One of Warren’s primary captures is the glissando, that is, a fast-moving slide between tones nearby or far apart. The classic case: the clarinet’s 17-note run-up the scale at the opening of Gershwin’s Rhapsody in Blue. Downtown, Warren hears “a glissando in just about everything.” Another idea that emphasizes improvised noise music he learned from Pauline Oliveros, who taught in the UCSD music department in the 1970s and died not long ago. “Tuning Meditation” is her text piece, whose recipe instructs a group of people to assemble in a highly resonant environment, take one, two, three deep breaths, and on the fourth breath, sound a tone, hold it for a while, listen for a tone close by and sing it. Then, sing a tone they don’t hear. Let the whole slowly cook for five or ten minutes. Warren: “You get a whole group of people doing this, and it is a beautiful study in not only the resonance of the space, but watching something self-assemble because this starts out as the most clashing clusterfuck you’ve ever heard, right?”

Another name for that clusterfuck is artful noise. The emergent tone is pure Zen — of the moment and, as such, unreproducible. A temporary stifling of life’s distractions, the vocal-and-room resonance churchlike, rough edges softened via improvisation among strangers. To assemble in such groups and create this dense, dignified drone is, Warren notes, “about listening to noise and making a music out of it.”

* * *

In the end, I still think of noise as a necessary pest; it’s like a college buddy, a porcupine for whom you have to make adjustments when he stays overnight in the guest bedroom. I may be hypersensitive, but I wager mine is a common trait. For instance: why is it that when someone with whom we disagree is talking with someone with we agree, we hear the disagreeable stuff as mindlessly bothersome and the agreeable as music to our ears? It’s confirmation bias, our noise-meters homing in accordingly. We are more often more tolerant of the “life-saving” helicopter rotor blades than the “sound-of-freedom” jet engines whooshing overhead.

Pollution by sound is no different from the environmental problems of climate change; local action can only do so much against the onslaught.

I remain perplexed at the existential contour of noise. It’s personal, it’s preferential, it’s societal, it’s uncontrollable and it’s unhealthful. Indeed, the International Commission on Biological Effects of Noise now defines noise as “unwanted and/or harmful sound.” I’m on board with this, because my list of intolerables just keeps growing. Read any government tract or online user’s agreement, even the city’s Noise Element document, and you’ll hear the numbing grind of bureaucratese. Listen, as we must, to the “visual noise,” aka the “snow” of reporters analyzing the news on CNN or Fox: they speak in breathlessly spun, syntactically muddied semi-sentences as if they need to get to the restroom.
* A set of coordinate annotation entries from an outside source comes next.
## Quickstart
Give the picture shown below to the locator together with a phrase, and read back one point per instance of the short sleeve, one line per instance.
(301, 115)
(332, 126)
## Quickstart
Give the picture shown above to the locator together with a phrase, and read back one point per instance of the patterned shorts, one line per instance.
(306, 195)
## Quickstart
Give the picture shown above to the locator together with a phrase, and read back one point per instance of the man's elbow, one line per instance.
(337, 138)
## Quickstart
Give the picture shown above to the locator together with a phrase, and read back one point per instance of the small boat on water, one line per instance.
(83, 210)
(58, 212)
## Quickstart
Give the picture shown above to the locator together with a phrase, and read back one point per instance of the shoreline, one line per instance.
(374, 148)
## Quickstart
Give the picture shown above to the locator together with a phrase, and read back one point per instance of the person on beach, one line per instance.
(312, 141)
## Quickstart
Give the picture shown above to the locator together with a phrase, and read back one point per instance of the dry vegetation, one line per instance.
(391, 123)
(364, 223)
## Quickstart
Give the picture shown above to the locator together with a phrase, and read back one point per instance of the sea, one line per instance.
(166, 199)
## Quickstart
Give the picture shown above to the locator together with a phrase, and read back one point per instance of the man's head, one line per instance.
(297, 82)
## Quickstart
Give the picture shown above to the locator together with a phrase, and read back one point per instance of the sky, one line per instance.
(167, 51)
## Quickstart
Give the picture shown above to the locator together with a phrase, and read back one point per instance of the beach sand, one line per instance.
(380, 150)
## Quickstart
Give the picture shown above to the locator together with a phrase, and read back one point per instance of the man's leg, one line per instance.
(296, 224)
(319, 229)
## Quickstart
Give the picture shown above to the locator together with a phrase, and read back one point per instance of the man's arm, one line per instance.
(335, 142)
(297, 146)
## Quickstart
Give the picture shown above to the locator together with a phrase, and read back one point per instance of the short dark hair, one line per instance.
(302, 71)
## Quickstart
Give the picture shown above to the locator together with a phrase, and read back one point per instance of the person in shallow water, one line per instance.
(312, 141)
Bear, if you dare, basketball at University of San Diego’s Jenny Craig Slim Gym and the TV-ish commercial interruptions plus the sphincter-tightening air horns. Soak in the mindlessly busy entertainment of the Jumbo-Tron at Petco or Snapdragon stadia. The noisome online popup ads. The spam, the trolls, the fake cancellation notices. The nagging pulsation of pop rock in coffeehouses. The pinging or ringing cellphone during live theater. The Blue Angels, the KGB Sky Show, my printer, our Vitamix. The local news updates at the gas pump, which come on only after you pay! Having bought the gas, haven’t I paid for silence? The story, I realize, in the end, is also how noise, incompatibly, is paired with consumption and profit. Incompatible because many of us just hear the noise; we don’t hear the message.

The truth is we will never be free from our learned adaptive patterns to harmful sounds, which, like social media, have colonized our social space. Those hits of the Eagles from the Sprouts store’s tinny speakers are no longer background. They are the foreground of our existence. Nostalgic tunes demand, grab, and affix our attention. Until we start wearing sound-silencing earmuffs or order everything from Amazon and never leave home, or else give up and just dwell in the din.